Voltando à música encontrei pistas de que sim, ele provavelmente sabia: “É o ciclo sem fim que nos guiará à dor e emoção, pela fé e o amor”. Como todo ciclo se repete e se repete, é provável que Mufasa só tenha se tornado O REI, o Leão que estampa a capa de VHS, após momentos de dor e coragem como enfrentar e destronar seu próprio irmão mais velho em algum momento anterior às gravações do filme. Isso justificaria as cicatrizes de Scar e o ódio das hienas.
A verdade é que os roteiristas me fizeram crer por 27 anos que Mufasa era um Leão forte, heróico e imbatível, ou, talvez tenha sido eu que projetei o Rei que eu queria ser… Editando e cortando em minha imaginação as partes de fragilidade e de incapacidade como neste abraço, na simplicidade de um abraço entre um macaco e um leão.

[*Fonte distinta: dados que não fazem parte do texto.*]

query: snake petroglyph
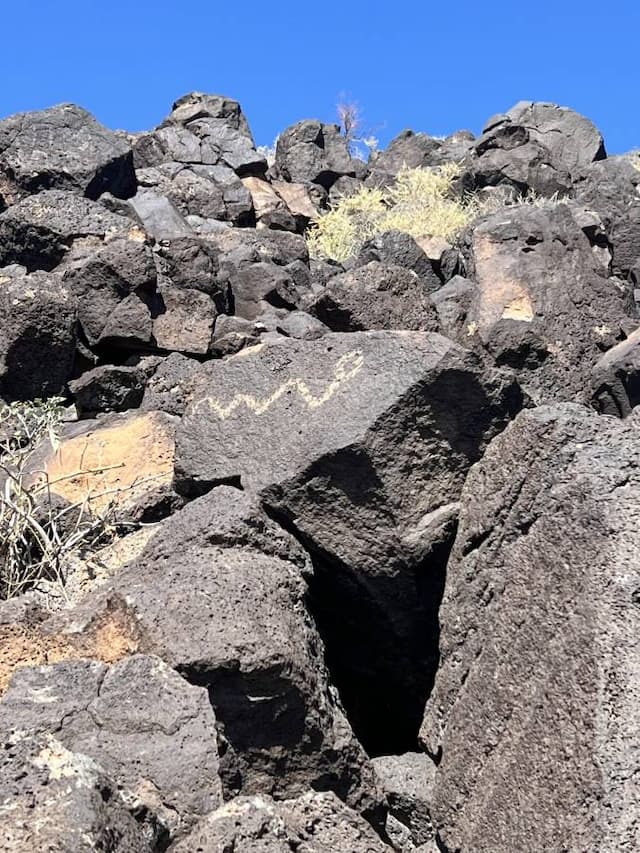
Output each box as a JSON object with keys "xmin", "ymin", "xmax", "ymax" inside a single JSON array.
[{"xmin": 195, "ymin": 350, "xmax": 364, "ymax": 419}]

Talvez, ambos, macaco e leão, alí, soubessem a história toda que viria nas próximas horas do filme, e assim, como quem não pode mudar o roteiro, como quem está de mãos, digo… Patas atadas frente à fatalidade de seu próprio destino guiado pela dor e pelo medo, tendo apenas um ao outro como cúmplice, só lhes restasse: seguir… Continuar…
Na mitologia oriental conta-se de um Deus Macaco que teria a função de derrotar demônios e disseminar conhecimento, em algumas óperas e romances chineses este personagem é representado até hoje como um palhaço.
Sabe que não sei, mas acho que fiquei tocado por esse abraço entre o macaco e o leão, o encontro entre o palhaço e o rei no seguir, entre eu e… Eu mesmo… A continuar… “Até encontrar o nosso caminho, neste ciclo, neste ciclo sem fim”.